Liturgia del domingo
Palabra de dios todos los dias
Libretto DEL GIORNO
Liturgia del domingo
Domingo 14 de diciembre

Homilía

“Estad siempre alegres”. Con esta firme invitación del apóstol se abre la liturgia de este Domingo, llamado Gaudete, Domingo de la alegría. “Estad siempre alegres”, aconseja Pablo, “Orad constantemente. En todo dad gracias”. La alegría es posible si, como hacen los niños, nos confiamos a Él que está a punto de venir. Él viene porque quiere salvarnos del pecado y darnos su misma alegría.
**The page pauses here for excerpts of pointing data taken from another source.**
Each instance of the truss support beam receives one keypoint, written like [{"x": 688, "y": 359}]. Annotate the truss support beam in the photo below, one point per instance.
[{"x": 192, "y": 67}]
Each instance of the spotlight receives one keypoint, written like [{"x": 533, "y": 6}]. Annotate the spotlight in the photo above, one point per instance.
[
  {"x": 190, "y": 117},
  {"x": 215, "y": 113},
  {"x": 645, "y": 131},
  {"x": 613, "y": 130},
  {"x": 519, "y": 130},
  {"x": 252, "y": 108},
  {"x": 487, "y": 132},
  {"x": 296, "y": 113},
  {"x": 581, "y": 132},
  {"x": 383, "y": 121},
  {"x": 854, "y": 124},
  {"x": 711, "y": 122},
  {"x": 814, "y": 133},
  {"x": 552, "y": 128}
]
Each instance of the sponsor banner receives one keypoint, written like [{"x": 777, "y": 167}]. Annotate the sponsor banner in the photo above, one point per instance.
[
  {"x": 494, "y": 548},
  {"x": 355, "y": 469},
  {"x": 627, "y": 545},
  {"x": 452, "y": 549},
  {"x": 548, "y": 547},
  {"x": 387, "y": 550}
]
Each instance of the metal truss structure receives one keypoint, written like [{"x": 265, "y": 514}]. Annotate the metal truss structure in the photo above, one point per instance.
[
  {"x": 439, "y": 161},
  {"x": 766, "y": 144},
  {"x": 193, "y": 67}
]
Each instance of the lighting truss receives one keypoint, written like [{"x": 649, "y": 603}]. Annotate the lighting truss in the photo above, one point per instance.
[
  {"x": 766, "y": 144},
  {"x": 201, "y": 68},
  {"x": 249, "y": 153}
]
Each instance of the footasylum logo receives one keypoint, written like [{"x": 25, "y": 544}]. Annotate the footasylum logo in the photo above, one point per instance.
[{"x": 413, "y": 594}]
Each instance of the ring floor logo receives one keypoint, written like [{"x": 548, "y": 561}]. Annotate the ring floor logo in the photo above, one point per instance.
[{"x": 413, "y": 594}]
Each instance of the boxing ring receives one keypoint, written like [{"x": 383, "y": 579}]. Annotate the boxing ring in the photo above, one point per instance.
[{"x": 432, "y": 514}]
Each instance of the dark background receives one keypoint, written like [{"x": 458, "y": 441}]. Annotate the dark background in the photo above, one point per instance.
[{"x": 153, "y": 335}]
Esta es la voluntad de Dios que está en la raíz del misterio de la Navidad, del nacimiento del Hijo. Pero a nosotros, que estamos tan apegados a nuestras tortuosidades y a la dulce prisión del amor solo por nosotros mismos, nos cuesta elegir vivir en la alegría y en el gozo. Por el contrario, estamos siempre dispuestos a secundar nuestros humores y nuestros instintos egocéntricos; nos fiamos de ellos, los contrastamos poco, y fácilmente los confundimos con la verdad de nuestra vida. ¡Y nuestros humores son con mucha frecuencia poco alegres, inclinados al lamento, llenos de preocupaciones, atraídos por el pesimismo, alimentados de desconfianza! Según esta invitación tan apasionada del apóstol, la alegría no es una conjura favorable sino una decisión que estamos llamados a hacer. Siempre. Alegres, gozosos, no porque seamos imperturbables o inconscientes, sino por la conciencia fuerte y vigorosa del Adviento de Dios. Es Él quien libra de la tristeza y quien se lleva del corazón las muchas raíces de amargura. Él es la razón de nuestra alegría.
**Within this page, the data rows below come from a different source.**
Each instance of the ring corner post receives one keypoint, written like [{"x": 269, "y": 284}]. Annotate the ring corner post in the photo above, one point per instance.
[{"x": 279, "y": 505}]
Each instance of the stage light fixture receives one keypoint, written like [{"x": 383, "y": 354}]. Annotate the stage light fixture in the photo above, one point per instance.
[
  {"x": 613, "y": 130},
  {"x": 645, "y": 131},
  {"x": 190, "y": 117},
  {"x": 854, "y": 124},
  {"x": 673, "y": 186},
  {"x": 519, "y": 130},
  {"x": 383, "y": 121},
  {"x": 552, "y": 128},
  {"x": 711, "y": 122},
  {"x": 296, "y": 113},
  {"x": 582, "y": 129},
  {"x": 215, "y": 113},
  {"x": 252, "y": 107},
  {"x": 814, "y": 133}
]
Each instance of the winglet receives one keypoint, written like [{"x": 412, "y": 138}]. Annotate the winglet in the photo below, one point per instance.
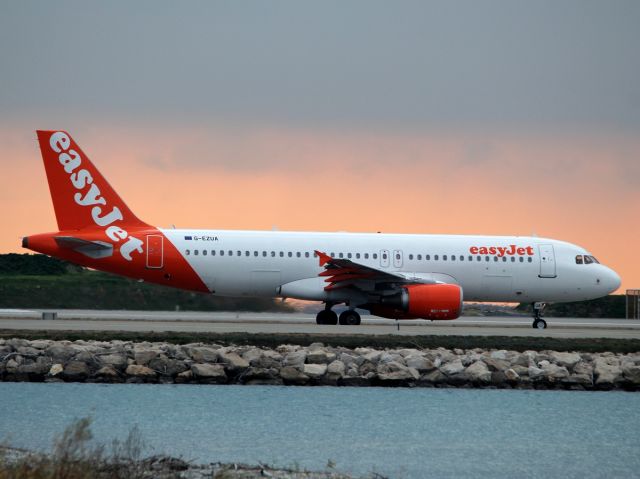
[{"x": 323, "y": 257}]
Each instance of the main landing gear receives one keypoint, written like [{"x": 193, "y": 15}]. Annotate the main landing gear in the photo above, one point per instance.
[
  {"x": 538, "y": 322},
  {"x": 347, "y": 318}
]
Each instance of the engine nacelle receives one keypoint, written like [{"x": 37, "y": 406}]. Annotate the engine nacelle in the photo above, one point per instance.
[{"x": 422, "y": 301}]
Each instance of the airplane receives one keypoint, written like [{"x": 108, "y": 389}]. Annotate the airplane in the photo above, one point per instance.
[{"x": 398, "y": 276}]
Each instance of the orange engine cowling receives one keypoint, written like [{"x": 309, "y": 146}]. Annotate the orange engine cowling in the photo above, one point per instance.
[{"x": 422, "y": 301}]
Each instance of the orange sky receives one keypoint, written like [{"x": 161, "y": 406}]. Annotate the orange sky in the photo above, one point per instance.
[{"x": 582, "y": 189}]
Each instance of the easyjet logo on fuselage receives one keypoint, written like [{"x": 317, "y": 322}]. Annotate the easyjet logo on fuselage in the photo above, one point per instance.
[
  {"x": 81, "y": 179},
  {"x": 500, "y": 251}
]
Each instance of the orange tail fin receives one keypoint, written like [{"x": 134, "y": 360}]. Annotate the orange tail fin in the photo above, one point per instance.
[{"x": 82, "y": 197}]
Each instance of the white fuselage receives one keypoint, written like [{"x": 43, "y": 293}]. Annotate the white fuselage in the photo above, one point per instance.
[{"x": 488, "y": 268}]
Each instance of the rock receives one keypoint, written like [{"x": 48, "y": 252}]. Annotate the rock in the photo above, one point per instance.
[
  {"x": 209, "y": 372},
  {"x": 607, "y": 375},
  {"x": 118, "y": 361},
  {"x": 568, "y": 360},
  {"x": 336, "y": 368},
  {"x": 453, "y": 367},
  {"x": 496, "y": 364},
  {"x": 107, "y": 373},
  {"x": 60, "y": 353},
  {"x": 478, "y": 372},
  {"x": 261, "y": 376},
  {"x": 140, "y": 372},
  {"x": 315, "y": 371},
  {"x": 555, "y": 373},
  {"x": 419, "y": 363},
  {"x": 511, "y": 375},
  {"x": 632, "y": 373},
  {"x": 203, "y": 354},
  {"x": 433, "y": 378},
  {"x": 76, "y": 371},
  {"x": 233, "y": 363},
  {"x": 292, "y": 375},
  {"x": 395, "y": 371},
  {"x": 144, "y": 357}
]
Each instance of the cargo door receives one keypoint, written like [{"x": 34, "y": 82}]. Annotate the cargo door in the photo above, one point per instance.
[{"x": 155, "y": 252}]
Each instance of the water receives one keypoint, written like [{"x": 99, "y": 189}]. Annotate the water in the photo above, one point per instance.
[{"x": 408, "y": 433}]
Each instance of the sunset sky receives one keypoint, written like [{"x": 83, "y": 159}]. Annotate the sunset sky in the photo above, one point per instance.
[{"x": 493, "y": 117}]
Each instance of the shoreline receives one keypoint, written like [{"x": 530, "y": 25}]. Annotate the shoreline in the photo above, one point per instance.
[{"x": 117, "y": 361}]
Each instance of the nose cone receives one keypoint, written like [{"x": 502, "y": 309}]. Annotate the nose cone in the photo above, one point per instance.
[{"x": 612, "y": 280}]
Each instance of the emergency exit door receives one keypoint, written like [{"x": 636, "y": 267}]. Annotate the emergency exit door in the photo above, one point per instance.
[
  {"x": 547, "y": 261},
  {"x": 155, "y": 251}
]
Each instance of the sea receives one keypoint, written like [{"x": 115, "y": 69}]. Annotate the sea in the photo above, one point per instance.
[{"x": 394, "y": 432}]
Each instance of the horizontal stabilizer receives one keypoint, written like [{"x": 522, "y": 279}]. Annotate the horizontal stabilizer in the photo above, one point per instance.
[{"x": 92, "y": 249}]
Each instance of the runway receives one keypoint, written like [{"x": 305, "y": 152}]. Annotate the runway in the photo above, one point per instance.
[{"x": 256, "y": 323}]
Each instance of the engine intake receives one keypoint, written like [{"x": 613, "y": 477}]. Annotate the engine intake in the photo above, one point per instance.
[{"x": 422, "y": 301}]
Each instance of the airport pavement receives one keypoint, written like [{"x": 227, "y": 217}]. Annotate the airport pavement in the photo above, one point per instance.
[{"x": 256, "y": 323}]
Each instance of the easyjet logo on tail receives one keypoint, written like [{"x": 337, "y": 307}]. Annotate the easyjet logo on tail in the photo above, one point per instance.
[
  {"x": 89, "y": 195},
  {"x": 500, "y": 251}
]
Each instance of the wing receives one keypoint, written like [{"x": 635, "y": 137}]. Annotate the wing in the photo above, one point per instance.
[{"x": 342, "y": 273}]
“Con gozo me gozaré en el Señor, exulta mi alma en mi Dios, porque me ha revestido de ropas de salvación, en manto de justicia me ha envuelto”, canta el profeta. No nos alegremos por nosotros mismos. Es más: probemos por nosotros el sentido de lo poco que somos y de la vanidad del mundo. Pero debemos, podemos, alegrarnos: hemos sido escogidos, nuestra voz no se pierde en sí misma sino que señala al que viene. El humilde se alegra. El rico persigue su propia tristeza, quiere poseer la felicidad; el orgulloso nunca está saciado porque no se deja amar y no se pliega a las razones del otro. Los humildes dejan sitio a alguien que viene. Aprendamos a orarle “constantemente”, dándole gracias por todas las cosas, como actitud y decisión interior en la vida cotidiana. La alegría es la primera forma para no dejarse desanimar por el mal, para ser libres de él. ¡Y la alegría comunica amor, nos hace sensibles y atentos a las verdaderas tristezas del mundo y de los hombres! Un rostro alegre acoge, sostiene, atrae. ¡Qué fácil es, por el contrario, entristecer al otro! Estemos alegres porque viene el perdón que desata de los lazos con el pecado. ¡Podemos ser diferentes a como somos! Nadie cambia solo por sus esfuerzos, sino porque, por gracia, es asociado con el Adviento de este reino que irrumpe en la historia humana, con el espíritu que nos consuela y nos cambia. Estemos alegres para empezar a disociarnos de un mundo que reduce todo al cinismo, que piensa que lo sabe todo y todo lo juzga pero sin amor, víctima de su propio pesimismo, a la búsqueda de esperanzas, pero en el fondo prisionero de los cálculos.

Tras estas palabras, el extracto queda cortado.